Via: BuzzBuzzHome

Demand outpacing supply is often cited as one of the main reasons for Toronto’s sky-high real estate prices. Now, according to a new survey, Millennials are calling for greater density in the GTA.

A new survey by the Toronto Region Board of Trade has found that 83 per cent of GTA Millennials say that the cost of housing is making it difficult to save for retirement, while 65 per cent report that it made it hard to pay off debt.

The solution?

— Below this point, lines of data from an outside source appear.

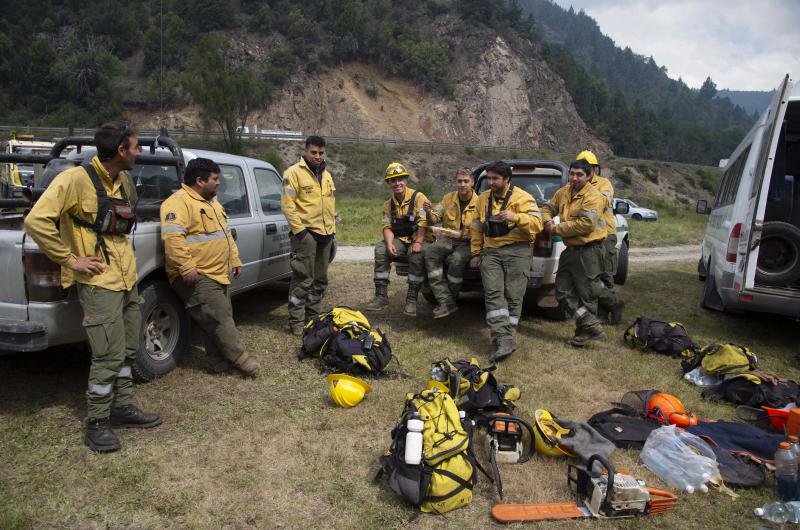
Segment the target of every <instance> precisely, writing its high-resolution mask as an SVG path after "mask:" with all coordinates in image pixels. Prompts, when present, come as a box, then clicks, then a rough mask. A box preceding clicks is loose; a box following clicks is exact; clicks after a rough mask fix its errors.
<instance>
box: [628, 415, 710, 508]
mask: <svg viewBox="0 0 800 530" xmlns="http://www.w3.org/2000/svg"><path fill="white" fill-rule="evenodd" d="M642 461H643V462H644V465H645V466H647V468H648V469H649V470H650V471H652V472H653V473H655V474H656V475H658V476H659V477H660V478H661V479H662V480H664V482H666V483H667V484H669V485H670V486H672V487H673V488H678V489H681V490H683V491H685V492H687V493H693V492H694V491H697V490H700V491H702V492H704V493H705V492H708V486H706V482H708V481H713V482H716V481H720V480H721V477H720V474H719V466H718V465H717V458H716V457H715V456H714V451H712V450H711V447H709V446H708V444H707V443H706V442H704V441H703V440H702V439H701V438H699V437H698V436H695V435H694V434H691V433H688V432H686V431H684V430H682V429H679V428H678V427H676V426H675V425H667V426H664V427H660V428H658V429H656V430H654V431H653V432H651V433H650V436H648V437H647V441H646V442H645V444H644V448H642Z"/></svg>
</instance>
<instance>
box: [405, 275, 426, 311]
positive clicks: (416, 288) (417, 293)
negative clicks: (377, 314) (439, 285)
mask: <svg viewBox="0 0 800 530" xmlns="http://www.w3.org/2000/svg"><path fill="white" fill-rule="evenodd" d="M420 287H422V284H421V283H409V284H408V292H407V293H406V306H405V307H404V308H403V314H404V315H408V316H410V317H415V316H417V296H418V295H419V289H420Z"/></svg>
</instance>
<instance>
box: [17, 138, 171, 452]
mask: <svg viewBox="0 0 800 530" xmlns="http://www.w3.org/2000/svg"><path fill="white" fill-rule="evenodd" d="M94 141H95V144H96V145H97V155H96V156H95V157H93V158H92V160H91V161H90V162H89V163H87V164H86V165H83V166H79V167H75V168H71V169H68V170H66V171H64V172H63V173H61V174H59V175H58V176H57V177H56V178H55V179H54V180H53V182H52V183H51V184H50V186H48V187H47V189H46V190H45V192H44V193H43V194H42V196H41V198H40V199H39V200H38V201H37V202H36V204H35V205H34V206H33V208H32V209H31V212H30V213H29V214H28V216H27V217H26V218H25V231H26V232H27V233H28V235H30V236H31V237H32V238H33V240H34V241H36V243H37V244H38V245H39V247H40V248H41V249H42V251H43V252H44V253H45V254H46V255H47V257H48V258H50V259H51V260H53V261H54V262H56V263H58V264H59V265H61V284H62V285H63V286H64V288H65V289H66V288H67V287H69V286H71V285H72V284H77V290H78V300H79V301H80V304H81V308H82V309H83V326H84V327H85V328H86V335H87V336H88V338H89V345H90V346H91V349H92V366H91V368H90V369H89V388H88V390H87V392H86V401H87V417H86V433H85V437H84V442H85V443H86V445H88V446H89V447H90V448H92V449H93V450H95V451H98V452H103V453H105V452H111V451H116V450H118V449H119V448H120V443H119V439H117V437H116V436H115V435H114V432H113V431H112V430H111V426H112V425H113V426H118V427H139V428H148V427H155V426H156V425H159V424H160V423H161V418H160V417H159V416H158V414H150V413H146V412H142V411H140V410H139V409H138V408H137V407H136V406H135V405H134V404H133V379H132V375H133V374H132V372H131V366H132V365H133V362H134V360H135V359H136V352H137V351H138V350H139V335H140V328H141V318H142V315H141V312H140V310H139V304H140V302H141V298H140V297H139V293H138V291H137V290H136V280H137V278H136V257H135V256H134V254H133V248H132V246H131V242H130V240H129V239H128V233H130V231H131V230H132V228H133V224H134V220H135V218H134V217H133V211H132V209H131V207H130V204H129V203H128V197H130V194H131V189H130V181H129V179H127V178H126V177H125V174H124V173H122V172H123V171H125V170H128V169H131V168H132V167H133V164H134V160H135V159H136V155H137V154H139V152H140V148H139V142H138V139H137V137H136V131H134V130H132V129H131V128H130V127H129V126H127V125H123V124H119V123H107V124H105V125H102V126H101V127H100V128H99V129H97V131H95V134H94Z"/></svg>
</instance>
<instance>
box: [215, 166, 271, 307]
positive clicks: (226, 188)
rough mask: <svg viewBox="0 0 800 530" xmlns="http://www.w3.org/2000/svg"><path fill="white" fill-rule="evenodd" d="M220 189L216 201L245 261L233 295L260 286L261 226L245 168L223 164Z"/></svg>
mask: <svg viewBox="0 0 800 530" xmlns="http://www.w3.org/2000/svg"><path fill="white" fill-rule="evenodd" d="M219 167H220V170H221V174H220V178H219V181H220V185H219V188H218V189H217V200H219V202H220V204H222V206H223V207H224V208H225V211H226V212H227V214H228V228H229V229H230V231H231V233H232V234H233V237H234V240H235V241H236V246H237V248H238V249H239V258H240V259H241V260H242V269H241V275H240V276H239V279H238V280H232V281H231V293H235V292H237V291H240V290H242V289H246V288H247V287H248V286H250V285H253V284H255V283H257V281H258V272H259V271H258V269H259V265H260V262H261V245H262V238H261V222H260V219H259V218H258V214H257V213H256V212H254V211H253V209H252V205H251V201H250V197H251V195H252V193H251V194H248V189H247V182H246V180H245V178H244V171H245V168H242V167H240V166H237V165H233V164H220V165H219Z"/></svg>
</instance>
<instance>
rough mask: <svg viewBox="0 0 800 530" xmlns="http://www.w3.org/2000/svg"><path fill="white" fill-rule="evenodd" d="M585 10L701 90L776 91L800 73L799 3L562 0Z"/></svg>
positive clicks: (619, 44)
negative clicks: (703, 84)
mask: <svg viewBox="0 0 800 530" xmlns="http://www.w3.org/2000/svg"><path fill="white" fill-rule="evenodd" d="M555 1H556V3H557V4H559V5H561V6H562V7H564V8H569V6H570V5H572V6H573V8H574V9H575V10H576V11H577V10H580V9H583V10H584V11H585V12H586V14H587V15H589V16H590V17H592V18H593V19H595V20H596V21H597V23H598V25H599V26H600V29H601V30H602V32H603V33H605V34H606V35H608V36H609V37H611V38H612V39H613V40H614V42H615V43H616V44H617V46H619V47H621V48H624V47H626V46H629V47H630V48H631V50H633V51H634V52H635V53H637V54H639V55H644V56H650V55H652V56H653V59H655V61H656V63H657V64H658V65H659V66H666V67H667V70H668V74H669V76H670V77H671V78H673V79H677V78H678V77H680V78H682V79H683V81H684V82H685V83H686V84H687V85H689V86H690V87H695V88H697V87H699V86H700V85H701V84H703V81H705V79H706V77H707V76H709V75H710V76H711V79H713V80H714V82H715V83H716V84H717V88H730V89H733V90H772V89H773V88H775V87H776V86H777V85H778V84H779V83H780V81H781V80H782V79H783V76H784V75H785V74H787V73H788V74H790V75H791V76H792V77H793V78H794V79H798V77H800V0H555Z"/></svg>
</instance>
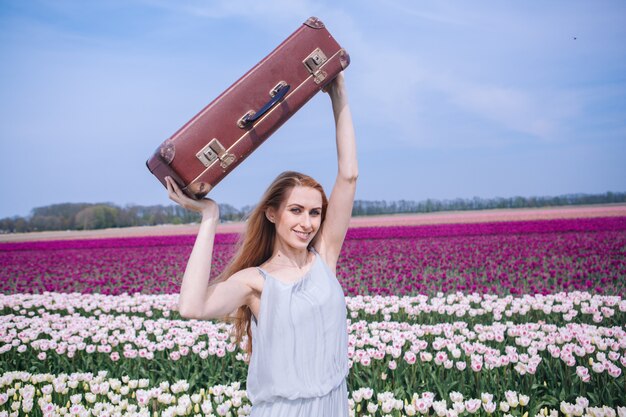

A whopping 79 per cent of Millennials surveyed said that there weren’t enough two- and three-bedroom condos and apartments available in the GTA. Interestingly, 62 per cent surveyed said that there were already too many one bedroom condos on the market.

“I think that particularly finding comes from the fact that a lot of Millennials will eventually want to start families, and they’re looking for an affordable option to do that,” TRBOT CEO Janet De Silva tells BuzzBuzzNews.

According to Urbanation, Toronto’s purpose-built vacancy rate currently sits at a nationwide low of 1 per cent.

“The trouble for the market, we’re learning, is that condos are unable to close the gap between today’s level of rental demand and the amount of new purpose-built supply, despite representing 94 per cent of the net increase in rental units over the past decade in the GTA,” wrote Urbanation senior VP Shaun Hildebrand, in a report released earlier this year.

De Silva says that pulling back recent rent control legislation could help with the lack of supply.

“We’re not suggesting that it should eliminated entirely, but we are saying the metrics should be changed, so there’s more potential for investors to make a profit, and it becomes a more attractive investment,” says De Silva.

According to a report from the Federation of Rental-housing Providers of Ontario, more than 1,000 planned purpose-built rental units were converted into condos last year, after the new rent control legislation came into effect in April.

Urbanation also found that unsold new condo inventory remained below 8,000 units for all of 2017, the lowest level since 1999.

All of that is bad news for Millennials looking to enter the housing market, according to De Silva.

“Right now, a lack of affordable homes and long commutes are pushing newcomers and young professionals outside of the region,” says De Silva. “The Board is calling for more homes — of the right size and the right place — to be built.”